Tuesday, October 14, 2008

Stevens is Corrupt

Ted Stevens protected $350 million for projects the Pentagon did not want, wasting taxpayer money on what would become dead-end ventures.
With the protection of Stevens and other Senators, one Mr. Cantrell, engineer for a defense department contractor became his own lobbyist for programs the Pentagon did not want. Eventually, he decided to work the system to benefit himself, keeping dozens of programs going, each one kicking back thousands of dollars between 2001-2007. Until he was indicted.
Mr. Cantrell had placed several friends as lobbyists or consultants working on his behalf with friendly contractors, allowing them to bill the government for the costs, even though federal law prohibits paying any expenses associated with lobbying.
As the Eric Lipton in the New York Times presents it: Corrupt individuals working networks of defense department contractors and willing Senators to keep unwanted programs alive simply to generate profits. Or was it Senator Stevens and others using men like Cantrell to keep projects and programs in the pipeline, keeping them real enough to generate home state funding?
Here is the meat of the matter- Uncle Ted Stevens, protecting giant useless Alaska projects, larding up the Pentagon budgets, while keeping up a steady drumbeat of fiscal conservatism, All this while attacking Democrats for being “tax and spend liberals,”
The whole project of missile defense could continue its wasteful ways because, with Republicans in control, there was no one to investigate. Even when the Pentagon itself tried to investigate, Stevens called them off.

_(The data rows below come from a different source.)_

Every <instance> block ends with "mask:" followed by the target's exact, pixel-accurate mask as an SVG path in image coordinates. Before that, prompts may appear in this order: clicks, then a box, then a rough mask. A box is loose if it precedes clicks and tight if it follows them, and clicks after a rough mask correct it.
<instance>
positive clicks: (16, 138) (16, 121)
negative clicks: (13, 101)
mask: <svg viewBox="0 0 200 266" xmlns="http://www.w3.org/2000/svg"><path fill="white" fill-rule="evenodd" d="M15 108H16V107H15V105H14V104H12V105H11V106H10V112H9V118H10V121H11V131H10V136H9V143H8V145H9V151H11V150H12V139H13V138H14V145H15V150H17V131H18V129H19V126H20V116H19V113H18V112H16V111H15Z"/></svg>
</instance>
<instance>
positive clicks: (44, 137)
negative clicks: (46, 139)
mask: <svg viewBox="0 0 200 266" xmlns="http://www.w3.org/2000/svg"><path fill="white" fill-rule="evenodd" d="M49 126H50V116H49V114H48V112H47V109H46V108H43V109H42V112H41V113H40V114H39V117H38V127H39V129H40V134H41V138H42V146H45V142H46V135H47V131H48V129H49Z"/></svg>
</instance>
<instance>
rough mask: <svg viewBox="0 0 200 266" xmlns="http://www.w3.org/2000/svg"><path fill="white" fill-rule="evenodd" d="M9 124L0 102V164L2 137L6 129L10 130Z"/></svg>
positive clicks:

This is the crony capitalism that Stevens has supported for forty years, while Alaskans keeps sending him back because we get our kickback too.
Pentagon officials tried to kill the project. “Stevens’s office called to insist that the Kodiak project proceed, Admiral West and Lt. Gen. Edward G. Anderson, then the head of Army Space and Missile Defense Command, said in interviews.”
The military men backed off, and the construction at Kodiak continued.
Mr. Cantrell said he knew that building a new launching facility in Kodiak was wasteful. “It doesn’t make sense,” he said. “The economics of it, they just don’t work.”